Seares: Nameless but it’s still pork

NINE senators realigned their pork barrel totaling P1.8 billion to specified projects in the 2014 national budget.

It’s in lump sums but chopped into smaller amounts from the P200 million previously allotted to each senator. The nine lawmakers introduced the amendments to the General Appropriation Act (GAA) of 2014.

Is it no longer pork barrel within the meaning of the Supreme Court (SC) decision declaring pork barrel illegal and unconstitutional?

The senators’ theory is that they have the authority as legislators to propose amendments, just as the president has the power to veto them.

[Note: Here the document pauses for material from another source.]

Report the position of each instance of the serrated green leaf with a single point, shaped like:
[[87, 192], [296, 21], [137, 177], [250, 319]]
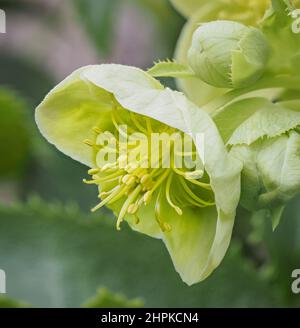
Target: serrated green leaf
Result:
[[14, 135], [106, 299], [170, 69], [271, 174]]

What many people feared would happen despite the SC ruling abolishing the pork barrel seems to be happening.

The new smaller lump sums are not as bulky as in past appropriations but each senator that proposed the amounts still has discretion how to spend them.

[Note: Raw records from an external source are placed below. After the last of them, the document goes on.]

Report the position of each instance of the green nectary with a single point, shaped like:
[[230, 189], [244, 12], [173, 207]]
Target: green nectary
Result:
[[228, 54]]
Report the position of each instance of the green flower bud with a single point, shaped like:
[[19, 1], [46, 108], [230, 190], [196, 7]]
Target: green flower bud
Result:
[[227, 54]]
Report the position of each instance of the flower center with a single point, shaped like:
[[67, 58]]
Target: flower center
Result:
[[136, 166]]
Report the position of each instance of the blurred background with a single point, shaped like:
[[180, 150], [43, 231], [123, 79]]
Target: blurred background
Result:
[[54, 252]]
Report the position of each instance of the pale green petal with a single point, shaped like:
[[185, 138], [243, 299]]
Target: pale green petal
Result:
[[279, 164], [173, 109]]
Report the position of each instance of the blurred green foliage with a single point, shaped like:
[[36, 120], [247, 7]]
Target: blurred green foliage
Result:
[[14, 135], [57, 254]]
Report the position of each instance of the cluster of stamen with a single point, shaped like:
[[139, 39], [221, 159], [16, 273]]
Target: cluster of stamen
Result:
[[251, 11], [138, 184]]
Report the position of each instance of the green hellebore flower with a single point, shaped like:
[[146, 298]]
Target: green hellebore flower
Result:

Doing the spending is what the SC abhors as it amounts to executive work, entrusting to legislators the right not just to pick the project of their choice but, as it turned out, departments or NGOs that implement it. Discretion enables the rotten practice of lawmakers conniving with bureaucrats and NGOs and dividing the spoils among themselves.

Instruction

Even if no provision of the GAA expressly gives that discretion to legislators, it could be an implicit order to departments implementing the projects. Sen. Chiz Escudero was specific and categorical, “The instruction given to me in caucus was (that) each senator will decide what they will do with their original PDAF of P200 million.”

Though nameless, it still reeks of pork and is most probably still pork.